Holmes stood at his chemistry set, doing nothing in particular except passing the time and trying to stay quiet. Watson was asleep on the settee behind him, finally resting for the first time in days, and Holmes wanted him to continue sleeping. He deserved the rest after staying up with Holmes both on a case and through the case's unfortunate aftereffects.

He picked up a new agent he had found a few days before and began experimenting with it, making notes as to which chemicals it reacted with and how after checking the chemical equations, a frequent pastime of his. Why rely on others' observations when he could use his own?

He must have made a mistake on one equation, however, because it did not produce the reaction he had been expecting.

Immediately after introducing the reactant, the mixture started bubbling when he had expected it to change color. Before he could neutralize the reaction, it exploded in a burst of light and sound, sending a cloud of fumes into the air.

Coughing, he threw open a window, expecting the half-asleep doctor to grumpily join him as they waited for the air to clear. Watson would be grumpy both over being woken and for falling asleep to begin with. The doctor had intended to run to the pharmacy an hour ago, but Holmes saw no reason to wake him.

It was only when the air began to clear that he realized he was alone at the window, and he spun around.

Watson lay on the settee, apparently still asleep, and Holmes frowned. In the few years they had roomed together, Watson had woken at a moments' notice for patients and the occasional midnight case. How could he have slept through that explosion when the smallest sound from Holmes stuck in a nightmare would have him coming down the stairs?

"Watson?"

"Hmm?" was the sleepy reply.

"Alright, Watson?"

Watson hummed an affirmative, still mostly asleep, before cracking an eye open. "Why?"

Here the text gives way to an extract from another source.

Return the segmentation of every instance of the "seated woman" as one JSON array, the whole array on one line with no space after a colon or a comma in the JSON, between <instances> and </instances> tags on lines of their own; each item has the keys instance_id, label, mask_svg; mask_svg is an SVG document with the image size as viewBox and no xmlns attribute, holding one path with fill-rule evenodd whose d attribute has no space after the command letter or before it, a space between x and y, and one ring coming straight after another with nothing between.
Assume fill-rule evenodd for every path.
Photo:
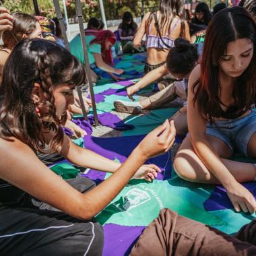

Watson registered the fumes at the same time that he focused on Holmes' disheveled appearance, and he coughed a few times, burying his head in the back of the settee.

"What'd you do, Holmes?"

Holmes barely understood the slightly muffled question and shrugged, his focus still on his flatmate. "Reaction played out differently than expected. Do you sleep through explosions often?"

Watson huffed a still half-asleep laugh. "Only at war and near consulting detectives."

Watson still had his face turned toward the settee, and Holmes let the smile escape. "And you say I sleep like a rock."

"No," came the correction. "I said you sleep like a cat."

Holmes thought about that. What did a pesky feline have to do with his sleeping habits?

Watson cracked an eye open again at the silence. "Up to twenty hours a day," he clarified, "and you ignore anything that wakes you up."

Holmes' quiet bark of laughter went unnoticed. Watson was already asleep again.